Capital gains tax changes send shockwaves through Canada's tech ecosystem


More than 150 leaders have already signed an open letter calling on federal authorities to change course.

More than 150 leaders have already signed an open letter from the Canadian Council of Innovators (CCI) calling on Ottawa to reverse the changes in response to the capital gains measures proposed in Budget 2024.

The Budget proposes to increase the inclusion rate that companies pay on capital gains from 50 per cent to 66.7 per cent from June 25, 2024. For individuals, the inclusion rate increases to one-third of capital gains over C$250,000.

I think it would be a mistake to further reduce Canada's competitiveness at such a critical time.

Michael Katchen, Wealthsimple

The government estimates the new measures will affect 0.13% of the population, or 40,000 people, and generate $19.4 billion in revenue for the government over the five years starting this year.

CCI President Ben Bergen said the federal government's proposed changes would have a dire impact on the innovation ecosystem.

Bergen said in an interview that Canada is already in a situation where access to capital is problematic, highlighting high interest rates and inflation as macroeconomic headwinds. [This] This could lead to some real risks as to whether local residents will continue to invest in the company.

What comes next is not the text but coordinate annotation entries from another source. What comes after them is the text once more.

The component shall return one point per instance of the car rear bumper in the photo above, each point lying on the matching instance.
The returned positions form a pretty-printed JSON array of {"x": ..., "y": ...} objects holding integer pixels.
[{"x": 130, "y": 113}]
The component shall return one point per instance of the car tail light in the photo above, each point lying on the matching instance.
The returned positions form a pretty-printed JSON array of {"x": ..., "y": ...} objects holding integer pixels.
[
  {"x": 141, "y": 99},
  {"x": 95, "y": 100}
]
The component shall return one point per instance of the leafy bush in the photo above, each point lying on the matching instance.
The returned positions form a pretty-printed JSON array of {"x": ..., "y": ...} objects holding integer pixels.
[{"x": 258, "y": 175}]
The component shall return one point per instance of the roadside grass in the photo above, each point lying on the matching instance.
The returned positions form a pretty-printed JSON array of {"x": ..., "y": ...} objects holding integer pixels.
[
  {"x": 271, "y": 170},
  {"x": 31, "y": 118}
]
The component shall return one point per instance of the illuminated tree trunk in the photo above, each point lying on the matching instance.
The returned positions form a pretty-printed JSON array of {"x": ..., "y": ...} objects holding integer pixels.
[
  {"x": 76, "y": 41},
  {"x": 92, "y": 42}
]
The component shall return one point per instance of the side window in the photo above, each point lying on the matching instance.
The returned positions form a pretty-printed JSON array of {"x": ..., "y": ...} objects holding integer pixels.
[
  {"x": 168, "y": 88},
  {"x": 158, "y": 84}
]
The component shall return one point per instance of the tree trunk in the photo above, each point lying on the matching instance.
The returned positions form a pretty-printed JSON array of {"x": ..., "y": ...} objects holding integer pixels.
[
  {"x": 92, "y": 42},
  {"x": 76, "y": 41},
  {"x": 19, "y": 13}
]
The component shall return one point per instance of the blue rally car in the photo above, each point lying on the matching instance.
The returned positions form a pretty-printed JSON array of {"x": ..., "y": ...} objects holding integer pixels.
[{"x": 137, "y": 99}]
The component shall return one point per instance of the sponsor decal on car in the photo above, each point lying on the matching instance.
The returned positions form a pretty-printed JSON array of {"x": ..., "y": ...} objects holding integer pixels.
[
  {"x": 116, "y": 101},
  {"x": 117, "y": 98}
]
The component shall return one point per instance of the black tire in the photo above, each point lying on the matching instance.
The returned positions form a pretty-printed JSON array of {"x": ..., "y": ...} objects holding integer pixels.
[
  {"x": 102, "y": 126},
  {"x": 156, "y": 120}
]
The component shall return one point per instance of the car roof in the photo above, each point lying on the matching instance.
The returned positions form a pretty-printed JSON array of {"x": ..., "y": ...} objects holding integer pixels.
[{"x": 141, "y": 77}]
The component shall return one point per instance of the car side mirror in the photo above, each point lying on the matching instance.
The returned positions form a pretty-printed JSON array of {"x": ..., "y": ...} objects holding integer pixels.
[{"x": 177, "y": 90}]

Mr. Bergen argued that the proposed tax increases could irreparably harm Canada's innovation economy and lead to a loss of talent to more competitive regions such as the United States.

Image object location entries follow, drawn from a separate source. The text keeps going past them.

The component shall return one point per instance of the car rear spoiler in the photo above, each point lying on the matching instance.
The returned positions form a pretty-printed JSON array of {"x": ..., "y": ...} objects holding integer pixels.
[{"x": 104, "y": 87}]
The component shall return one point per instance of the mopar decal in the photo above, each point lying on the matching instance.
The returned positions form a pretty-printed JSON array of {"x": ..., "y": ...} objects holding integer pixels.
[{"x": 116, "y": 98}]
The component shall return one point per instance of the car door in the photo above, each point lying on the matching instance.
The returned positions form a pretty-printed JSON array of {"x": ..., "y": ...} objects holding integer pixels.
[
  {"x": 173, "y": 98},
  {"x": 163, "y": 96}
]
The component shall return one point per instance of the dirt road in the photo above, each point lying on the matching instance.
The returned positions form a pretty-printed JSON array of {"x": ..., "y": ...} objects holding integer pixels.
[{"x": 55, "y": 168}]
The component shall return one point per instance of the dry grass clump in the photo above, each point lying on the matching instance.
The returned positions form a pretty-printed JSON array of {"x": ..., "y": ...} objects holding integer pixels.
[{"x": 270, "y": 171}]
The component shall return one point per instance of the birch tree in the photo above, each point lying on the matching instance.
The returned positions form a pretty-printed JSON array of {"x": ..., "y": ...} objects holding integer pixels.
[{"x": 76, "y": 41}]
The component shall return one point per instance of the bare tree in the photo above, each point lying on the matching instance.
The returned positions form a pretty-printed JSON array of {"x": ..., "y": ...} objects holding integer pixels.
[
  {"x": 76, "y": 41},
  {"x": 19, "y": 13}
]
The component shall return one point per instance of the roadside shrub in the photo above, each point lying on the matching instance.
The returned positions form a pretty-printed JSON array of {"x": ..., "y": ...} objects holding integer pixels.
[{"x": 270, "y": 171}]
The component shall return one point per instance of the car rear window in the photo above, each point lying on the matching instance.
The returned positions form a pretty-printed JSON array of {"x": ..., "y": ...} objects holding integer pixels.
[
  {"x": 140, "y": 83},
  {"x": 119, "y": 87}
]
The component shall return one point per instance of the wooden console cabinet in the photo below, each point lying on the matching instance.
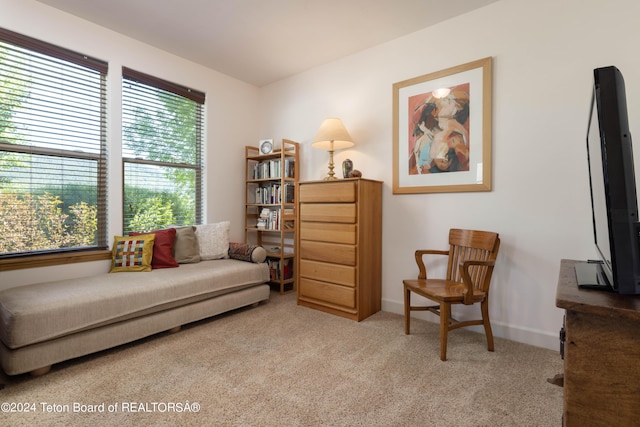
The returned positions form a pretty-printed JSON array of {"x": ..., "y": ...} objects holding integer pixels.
[
  {"x": 601, "y": 354},
  {"x": 340, "y": 246}
]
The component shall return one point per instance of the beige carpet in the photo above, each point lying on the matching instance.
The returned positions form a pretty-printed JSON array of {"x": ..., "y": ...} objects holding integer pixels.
[{"x": 283, "y": 365}]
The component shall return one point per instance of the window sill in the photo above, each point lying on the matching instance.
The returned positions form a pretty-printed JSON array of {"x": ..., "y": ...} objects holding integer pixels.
[{"x": 53, "y": 259}]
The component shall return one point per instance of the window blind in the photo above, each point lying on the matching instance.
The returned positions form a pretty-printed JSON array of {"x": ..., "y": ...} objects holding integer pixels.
[
  {"x": 53, "y": 153},
  {"x": 162, "y": 144}
]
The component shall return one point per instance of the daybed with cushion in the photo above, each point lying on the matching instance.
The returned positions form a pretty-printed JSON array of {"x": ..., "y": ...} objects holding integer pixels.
[{"x": 46, "y": 323}]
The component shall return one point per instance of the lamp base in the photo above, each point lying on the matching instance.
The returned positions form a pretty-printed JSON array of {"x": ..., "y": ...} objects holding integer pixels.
[{"x": 331, "y": 175}]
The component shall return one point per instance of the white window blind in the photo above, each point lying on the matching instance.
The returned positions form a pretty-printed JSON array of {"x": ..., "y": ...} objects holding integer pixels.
[
  {"x": 162, "y": 153},
  {"x": 52, "y": 148}
]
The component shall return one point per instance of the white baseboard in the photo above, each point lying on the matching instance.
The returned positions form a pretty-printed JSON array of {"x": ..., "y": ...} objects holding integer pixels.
[{"x": 529, "y": 336}]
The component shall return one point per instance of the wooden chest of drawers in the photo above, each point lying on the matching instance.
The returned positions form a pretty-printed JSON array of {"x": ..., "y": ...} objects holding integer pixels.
[{"x": 340, "y": 246}]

In her budget, Finance Minister Chrystia Freeland also increased the lifetime capital gains exemption from $1 million to $1.25 million starting June 25, 2024, which will continue to be indexed to inflation. . Entrepreneurs can take advantage of this increase in conjunction with the newly proposed Canada Entrepreneurial Incentive. The program lowers the rate of eligibility for qualified capital gains of up to $2 million over a lifetime to 33.3 percent (increasing by $200,000 each year from inception). in 2025, until in 2034 he reaches $2 million).

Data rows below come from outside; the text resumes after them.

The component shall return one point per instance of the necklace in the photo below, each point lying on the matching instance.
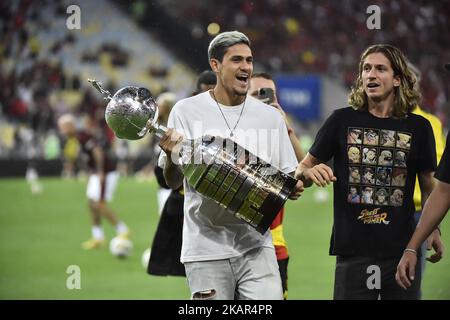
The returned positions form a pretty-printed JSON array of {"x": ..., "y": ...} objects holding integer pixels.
[{"x": 221, "y": 112}]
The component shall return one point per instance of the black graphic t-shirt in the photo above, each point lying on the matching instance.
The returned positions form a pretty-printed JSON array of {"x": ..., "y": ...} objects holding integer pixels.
[
  {"x": 376, "y": 161},
  {"x": 443, "y": 170}
]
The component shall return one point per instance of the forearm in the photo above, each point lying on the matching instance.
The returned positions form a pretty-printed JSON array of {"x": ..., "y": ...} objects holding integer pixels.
[
  {"x": 302, "y": 167},
  {"x": 173, "y": 174},
  {"x": 433, "y": 212}
]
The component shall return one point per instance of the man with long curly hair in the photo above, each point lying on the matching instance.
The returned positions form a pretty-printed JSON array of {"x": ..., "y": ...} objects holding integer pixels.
[{"x": 365, "y": 235}]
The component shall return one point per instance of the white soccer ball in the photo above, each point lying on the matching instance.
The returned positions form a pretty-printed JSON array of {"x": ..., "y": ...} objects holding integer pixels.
[
  {"x": 120, "y": 247},
  {"x": 145, "y": 258}
]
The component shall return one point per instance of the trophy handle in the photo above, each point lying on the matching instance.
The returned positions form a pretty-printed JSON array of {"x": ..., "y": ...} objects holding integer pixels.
[{"x": 98, "y": 85}]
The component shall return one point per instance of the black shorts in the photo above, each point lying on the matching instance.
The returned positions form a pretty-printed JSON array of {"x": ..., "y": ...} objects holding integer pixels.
[{"x": 364, "y": 278}]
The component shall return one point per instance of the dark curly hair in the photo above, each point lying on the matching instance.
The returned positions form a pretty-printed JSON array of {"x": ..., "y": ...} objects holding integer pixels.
[{"x": 407, "y": 95}]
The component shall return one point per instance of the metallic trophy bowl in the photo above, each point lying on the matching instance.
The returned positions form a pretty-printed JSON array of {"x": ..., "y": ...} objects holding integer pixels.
[{"x": 218, "y": 168}]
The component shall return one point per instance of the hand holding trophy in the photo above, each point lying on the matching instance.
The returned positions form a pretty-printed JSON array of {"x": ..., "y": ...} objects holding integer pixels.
[{"x": 218, "y": 168}]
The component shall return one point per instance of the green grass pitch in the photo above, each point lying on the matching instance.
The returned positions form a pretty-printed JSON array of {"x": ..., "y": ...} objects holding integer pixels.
[{"x": 41, "y": 236}]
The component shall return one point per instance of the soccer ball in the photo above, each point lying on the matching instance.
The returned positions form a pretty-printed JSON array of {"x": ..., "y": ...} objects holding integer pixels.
[
  {"x": 145, "y": 258},
  {"x": 120, "y": 247}
]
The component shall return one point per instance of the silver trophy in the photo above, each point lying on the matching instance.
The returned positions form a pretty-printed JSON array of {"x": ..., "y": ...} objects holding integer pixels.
[{"x": 217, "y": 168}]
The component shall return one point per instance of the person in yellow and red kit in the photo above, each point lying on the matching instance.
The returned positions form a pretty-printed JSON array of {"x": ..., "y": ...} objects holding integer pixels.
[{"x": 262, "y": 86}]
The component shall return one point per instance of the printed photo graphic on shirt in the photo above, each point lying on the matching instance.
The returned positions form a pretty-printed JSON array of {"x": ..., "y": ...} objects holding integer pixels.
[
  {"x": 384, "y": 176},
  {"x": 371, "y": 137},
  {"x": 354, "y": 136},
  {"x": 399, "y": 177},
  {"x": 354, "y": 154},
  {"x": 387, "y": 138},
  {"x": 369, "y": 155},
  {"x": 386, "y": 157},
  {"x": 353, "y": 194},
  {"x": 368, "y": 175},
  {"x": 354, "y": 175},
  {"x": 375, "y": 216},
  {"x": 381, "y": 197},
  {"x": 400, "y": 158},
  {"x": 396, "y": 198},
  {"x": 367, "y": 195},
  {"x": 403, "y": 140}
]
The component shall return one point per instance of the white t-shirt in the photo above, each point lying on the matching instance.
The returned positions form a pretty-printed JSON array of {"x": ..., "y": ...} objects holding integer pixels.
[{"x": 210, "y": 232}]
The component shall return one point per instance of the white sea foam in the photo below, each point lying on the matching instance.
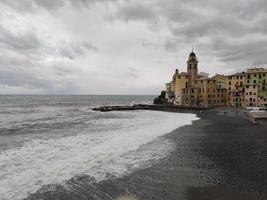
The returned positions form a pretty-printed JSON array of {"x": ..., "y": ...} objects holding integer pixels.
[{"x": 112, "y": 149}]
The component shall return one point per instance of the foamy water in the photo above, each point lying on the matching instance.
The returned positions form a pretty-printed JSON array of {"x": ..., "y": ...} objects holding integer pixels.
[{"x": 107, "y": 143}]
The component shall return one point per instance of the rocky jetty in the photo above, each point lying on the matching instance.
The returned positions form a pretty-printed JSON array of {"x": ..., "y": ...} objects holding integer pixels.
[
  {"x": 121, "y": 108},
  {"x": 161, "y": 98}
]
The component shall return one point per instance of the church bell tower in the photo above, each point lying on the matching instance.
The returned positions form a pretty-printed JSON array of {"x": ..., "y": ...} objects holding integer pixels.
[{"x": 192, "y": 69}]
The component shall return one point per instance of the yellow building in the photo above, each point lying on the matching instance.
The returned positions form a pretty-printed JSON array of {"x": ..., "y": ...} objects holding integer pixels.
[{"x": 196, "y": 90}]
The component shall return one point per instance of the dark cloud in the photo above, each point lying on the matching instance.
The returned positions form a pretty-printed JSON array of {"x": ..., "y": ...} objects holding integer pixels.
[
  {"x": 50, "y": 5},
  {"x": 19, "y": 41},
  {"x": 134, "y": 10},
  {"x": 232, "y": 33},
  {"x": 73, "y": 49},
  {"x": 227, "y": 26}
]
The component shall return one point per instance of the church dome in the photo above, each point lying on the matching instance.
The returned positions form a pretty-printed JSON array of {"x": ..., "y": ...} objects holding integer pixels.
[{"x": 192, "y": 54}]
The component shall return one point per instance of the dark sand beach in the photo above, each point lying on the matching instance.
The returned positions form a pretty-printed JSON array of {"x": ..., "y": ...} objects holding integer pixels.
[{"x": 217, "y": 157}]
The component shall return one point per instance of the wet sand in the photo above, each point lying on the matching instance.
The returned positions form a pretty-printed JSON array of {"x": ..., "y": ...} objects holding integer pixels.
[{"x": 217, "y": 157}]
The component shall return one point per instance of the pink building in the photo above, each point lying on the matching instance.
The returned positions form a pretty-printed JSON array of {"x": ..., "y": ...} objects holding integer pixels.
[{"x": 251, "y": 97}]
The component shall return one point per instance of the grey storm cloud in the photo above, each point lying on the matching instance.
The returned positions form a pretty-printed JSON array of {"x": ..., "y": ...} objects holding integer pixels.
[
  {"x": 19, "y": 41},
  {"x": 50, "y": 5},
  {"x": 73, "y": 49},
  {"x": 234, "y": 33}
]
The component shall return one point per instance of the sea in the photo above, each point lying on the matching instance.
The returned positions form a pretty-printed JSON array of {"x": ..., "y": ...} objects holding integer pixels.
[{"x": 48, "y": 140}]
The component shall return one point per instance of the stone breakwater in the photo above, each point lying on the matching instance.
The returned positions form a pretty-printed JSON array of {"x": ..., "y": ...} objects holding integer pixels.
[{"x": 146, "y": 107}]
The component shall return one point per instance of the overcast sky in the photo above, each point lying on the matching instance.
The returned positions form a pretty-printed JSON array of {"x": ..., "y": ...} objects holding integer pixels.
[{"x": 123, "y": 46}]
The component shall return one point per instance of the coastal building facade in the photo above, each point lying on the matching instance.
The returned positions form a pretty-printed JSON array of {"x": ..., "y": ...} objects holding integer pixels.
[{"x": 193, "y": 89}]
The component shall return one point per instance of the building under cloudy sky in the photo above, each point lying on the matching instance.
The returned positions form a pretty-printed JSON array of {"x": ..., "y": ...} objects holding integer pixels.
[{"x": 123, "y": 46}]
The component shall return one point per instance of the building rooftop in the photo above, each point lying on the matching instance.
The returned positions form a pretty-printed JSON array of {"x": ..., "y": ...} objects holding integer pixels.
[{"x": 256, "y": 70}]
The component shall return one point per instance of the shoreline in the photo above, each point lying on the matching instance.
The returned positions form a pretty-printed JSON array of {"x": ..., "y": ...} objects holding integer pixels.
[{"x": 216, "y": 157}]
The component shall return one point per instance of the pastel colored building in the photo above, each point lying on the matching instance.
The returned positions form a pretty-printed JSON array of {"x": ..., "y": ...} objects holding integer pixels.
[{"x": 193, "y": 89}]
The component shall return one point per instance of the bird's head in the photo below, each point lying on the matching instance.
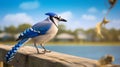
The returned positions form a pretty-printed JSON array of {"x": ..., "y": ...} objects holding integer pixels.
[{"x": 54, "y": 17}]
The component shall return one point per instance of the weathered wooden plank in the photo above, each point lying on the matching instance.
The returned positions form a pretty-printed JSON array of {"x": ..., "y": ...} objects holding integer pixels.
[{"x": 27, "y": 57}]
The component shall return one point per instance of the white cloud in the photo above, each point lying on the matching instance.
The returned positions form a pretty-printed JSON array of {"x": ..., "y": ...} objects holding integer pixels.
[
  {"x": 92, "y": 10},
  {"x": 67, "y": 15},
  {"x": 88, "y": 17},
  {"x": 115, "y": 23},
  {"x": 104, "y": 11},
  {"x": 16, "y": 19},
  {"x": 29, "y": 5}
]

According to the budget, the expanded lifetime capital gains exemption will give entrepreneurs a combined exemption of at least $3.25 million when they sell all or part of their business. Certain businesses, such as finance, insurance, real estate, food and lodging, arts, recreation, consulting, and personal care services, are not eligible for the proposed incentives.

Related: What's in Canadian tech in #Budget2024?

“Very I'm nervous.''

We talked about how Canada needs to become more competitive, but the new tax system, especially new forms of taxation that will further reduce Canada's competitiveness and discourage investment, some forms of Katchen said he was worried about introducing new taxes.

I think it would be a mistake to further reduce Canada's competitiveness at a critical time for us to embrace competition and productivity.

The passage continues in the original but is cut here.